Ironically, though, I do possess a cane, which I actually required for a time.
I'm not sure how I am supposed to feel about my life at this point. I am given to understand that some people go through the "mid-life crisis" around 40-50. They look ahead and see fewer years remaining than they have already lived, and the fear of age makes them try to recapture something of their youth. I don't feel any such predilection. Maybe that's because I've never really taken the time to grow up. I took a good long time to settle on a career; I'm only 5 years into it, so most of my professional peers are 25-30. I don't have children; I waffle between regretting that and being thankful for it. I am divorced, and living as a bachelor certainly contributes to a lack of responsibility that feels an awful lot like a lack of maturity. I am also lucky enough to have kept my hair (though it is turning silver) and not developed too many wrinkles. When I look in the mirror, I still see a youngish fellow, though perhaps one who could stand to lose a few (or a couple dozen) pounds.
So in no way do I feel old. I am not unduly concerned with the number of years I have left, either. Given my bloodlines and today's rapidly advancing medical technologies, there is every chance I could break 100 years of age. Or I could kick off tomorrow. Being the careful planner that I am, I have strategies in place to account for both possibilities, but I don't give my mortality much more thought than I do the zombie apocalypse (actually, I think my contingency for that might be a little more well-developed than the one covering my early death. Perhaps I should revisit my priorities.)
I supplement my lack of maturity with a love of comic books, video games, and Saturday morning cartoons. The networks may have cancelled their cartoon blocks, but Netflix graciously allows me to carry on the tradition. Star Wars: The Clone Wars, Animaniacs, and Young Justice are my current shows, in case you were wondering. Given that I work in the visual effects industry, that behavior isn't even really odd; we've all got action figures on our desks and talk about spaceships and superheroes all day. Sometimes those topics are even related to the work we're doing.

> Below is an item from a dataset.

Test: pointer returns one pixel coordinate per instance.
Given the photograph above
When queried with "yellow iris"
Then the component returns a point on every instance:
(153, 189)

So I'm growing older, but I'm not growing up.
Forty years makes for a lot of experiences, even when you're not seeking them out. I am happy to say that most of my memories are good ones. I've had some heartaches, certainly, but I am fully aware of how lucky I have been in my life. There are those who try to make me feel bad about that. I've had some conversations about "white privilege," and there are always those people who try to poison every good thing by pointing out how one-legged widows in the third world are ground up in wood chippers to provide materials for some product we're all using.
That paragraph took an unexpected turn.
The point is that I've had a lot of very good experiences and relatively few bad ones. Some of that, I think, is due to viewpoint. I am a naturally optimistic person. "Everything's going to be fine" is my default assumption, and I don't have to try at all to maintain a positive outlook. I wonder if other people would, in my shoes, consider some of the things that have happened to me to be misfortunes. I'm divorced, I've been broke, I have none of the things that most people consider essential at this point in my life. No house, no kids, precious few real connections to other people. Most of my closest friends are more than 1000 miles away. Some people would view that as failure. To me, it's just my life, and I'm as happy as I always have been.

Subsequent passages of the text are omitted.